Some of the more common culprits for DIP include valproic acid, calcium-channel blockers, antipsychotic agents, sulindac (Clinoril, Merck), methyldopa, octreotide (Sandostatin, Novartis), 6-mercaptopurine, 5-aminosalicylic acid compounds, metronidazole (Flagyl, Pfizer), isoniazid, and corticosteroids.1,3,4 Also implicated are the angiotensin-converting enzyme (ACE) inhibitors (the topic of the first Pharmacovigilance Forum column in the March issue of P&T); glucagon-like peptide-1 (GLP-1)–based therapies such as liraglutide (Victoza, NovoNordisk) and exenatide (Byetta, Bydureon, Amylin); and the dipeptidyl peptidase-4 (DPP-4) inhibitors sitagliptin (Januvia, Merck) and linagliptin (Tradjenta, Boehringer Ingelheim).5,6 In fact, sitagliptin was the focus of an FDA alert on September 25, 2009.7 This alert provided an update to the prescribing information and warnings related to 88 postmarketing cases of acute pancreatitis reported between October 2006 and February 2009, including two cases of hemorrhagic or necrotizing pancreatitis.7
- female, elderly, or very young patients.

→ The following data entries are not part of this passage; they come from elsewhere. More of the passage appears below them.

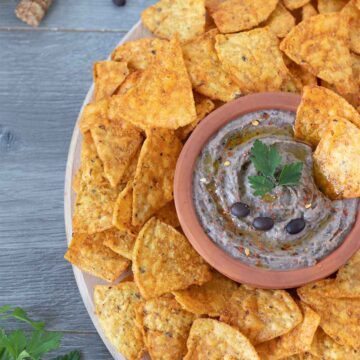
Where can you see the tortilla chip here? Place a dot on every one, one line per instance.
(205, 71)
(120, 241)
(93, 114)
(294, 342)
(212, 340)
(164, 261)
(261, 315)
(169, 18)
(324, 347)
(154, 177)
(321, 45)
(154, 99)
(203, 107)
(166, 328)
(237, 15)
(168, 215)
(108, 75)
(252, 59)
(116, 143)
(340, 318)
(208, 299)
(336, 160)
(280, 21)
(115, 308)
(138, 54)
(318, 107)
(308, 11)
(353, 13)
(328, 6)
(88, 253)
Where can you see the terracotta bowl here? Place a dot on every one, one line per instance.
(214, 255)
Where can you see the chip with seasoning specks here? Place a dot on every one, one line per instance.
(169, 18)
(318, 107)
(321, 45)
(210, 298)
(108, 76)
(205, 71)
(90, 254)
(154, 176)
(237, 15)
(115, 308)
(154, 99)
(262, 315)
(166, 327)
(164, 261)
(213, 340)
(252, 59)
(336, 160)
(138, 54)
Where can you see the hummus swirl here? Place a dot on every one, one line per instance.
(221, 179)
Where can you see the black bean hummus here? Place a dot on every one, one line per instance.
(221, 180)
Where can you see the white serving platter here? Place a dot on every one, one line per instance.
(86, 282)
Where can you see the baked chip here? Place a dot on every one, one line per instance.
(138, 54)
(204, 106)
(212, 340)
(117, 142)
(340, 318)
(154, 99)
(88, 253)
(166, 327)
(253, 60)
(93, 114)
(308, 11)
(115, 308)
(237, 15)
(261, 315)
(324, 347)
(318, 107)
(321, 45)
(108, 75)
(210, 298)
(205, 71)
(164, 261)
(353, 13)
(327, 6)
(294, 342)
(169, 18)
(120, 241)
(336, 160)
(280, 21)
(154, 177)
(295, 4)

- immunosuppressed patients with conditions such as inflammatory bowel disease.
- transplant recipients.
- patients taking immunomodulators for immune-related conditions.

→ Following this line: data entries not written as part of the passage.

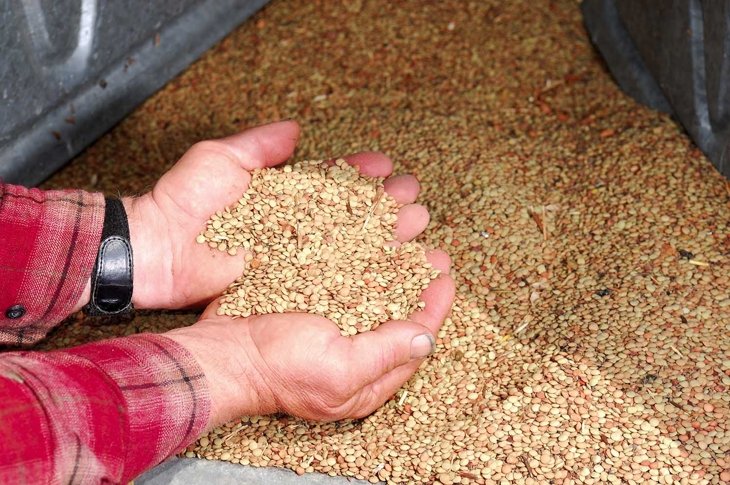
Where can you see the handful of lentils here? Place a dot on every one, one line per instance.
(319, 238)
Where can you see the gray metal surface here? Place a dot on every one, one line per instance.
(189, 471)
(71, 69)
(673, 55)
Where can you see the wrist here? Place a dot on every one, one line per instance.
(230, 375)
(150, 249)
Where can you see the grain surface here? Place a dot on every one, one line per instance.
(589, 340)
(319, 238)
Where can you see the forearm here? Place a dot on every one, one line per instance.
(151, 263)
(49, 244)
(104, 410)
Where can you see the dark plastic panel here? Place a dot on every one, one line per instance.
(671, 55)
(71, 69)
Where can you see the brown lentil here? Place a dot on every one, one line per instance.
(506, 115)
(321, 239)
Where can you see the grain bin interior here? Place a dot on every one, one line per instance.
(590, 239)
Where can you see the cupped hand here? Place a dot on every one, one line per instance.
(171, 270)
(299, 364)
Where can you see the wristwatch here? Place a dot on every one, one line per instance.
(112, 276)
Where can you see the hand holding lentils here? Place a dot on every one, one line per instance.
(319, 238)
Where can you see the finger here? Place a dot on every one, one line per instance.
(211, 310)
(377, 393)
(263, 146)
(403, 188)
(412, 221)
(375, 353)
(438, 297)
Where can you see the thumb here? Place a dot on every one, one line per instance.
(391, 345)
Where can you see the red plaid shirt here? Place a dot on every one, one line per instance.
(98, 413)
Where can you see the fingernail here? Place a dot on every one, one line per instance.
(422, 346)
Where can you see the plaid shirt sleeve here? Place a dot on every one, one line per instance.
(48, 245)
(99, 413)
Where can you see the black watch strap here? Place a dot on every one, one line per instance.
(111, 279)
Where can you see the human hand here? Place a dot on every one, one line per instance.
(299, 364)
(171, 270)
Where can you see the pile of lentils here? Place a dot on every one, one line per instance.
(590, 240)
(319, 238)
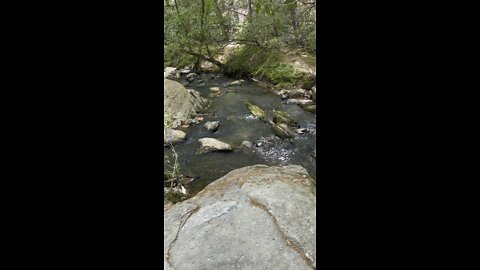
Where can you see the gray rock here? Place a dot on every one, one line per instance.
(211, 145)
(180, 104)
(256, 217)
(191, 76)
(247, 144)
(173, 136)
(214, 89)
(236, 83)
(170, 73)
(212, 126)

Patients with HIV infection or AIDS are also at risk for DIP because of their compromised immune system and their intake of some medications, particularly the nucleoside reverse transcriptase inhibitors (NRTIs) didanosine (Videx) and stavudine (Zerit), both made by Bristol-Myers Squibb. In addition, the agents used to treat opportunistic infections, such as ketoconazole (Nizoral, Janssen), sulfonamides, pentamidine, metronidazole, isoniazid, and corticosteroids, may also play a role.

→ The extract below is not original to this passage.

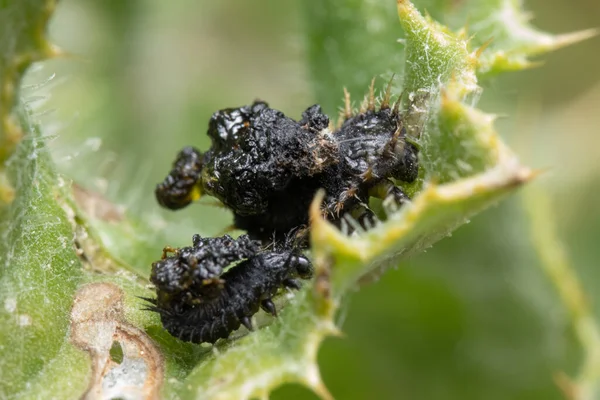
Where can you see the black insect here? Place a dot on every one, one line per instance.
(266, 168)
(195, 306)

HIV/AIDS patients with cytomegalovirus, cryptosporidiosis, and myco-bacterial infections are also at an increased risk. Hypertriglyceridemia, biliary disease, gallstones, alcohol consumption, and low CD4 counts also predispose these patients to DIP.8–10 The incidence of DIP in patients with HIV is at least 40%, much higher than that in the general population.11
Didanosine has been implicated in more than 800 reported cases, as confirmed by rechallenge,11 the definitive method of proving causality of an adverse drug reaction (ADR). Pentamidine has also been implicated in at least 79 confirmed cases of acute pancreatitis. Other AIDS therapies implicated in DIP include abacavir (Ziagen, GlaxoSmithKline), efavirenz (Sustiva, Bristol-Myers Squibb), indinavir (Crixivan, Merck), nelfinavir (Viracept, Agouron), ritonavir (Norvir, Abbott), saquinavir (Invirase, Roche), tenofovir (Viread, Gilead), and zidovudine (Retrovir, Viiv/GlaxoSmithKline/Pfizer).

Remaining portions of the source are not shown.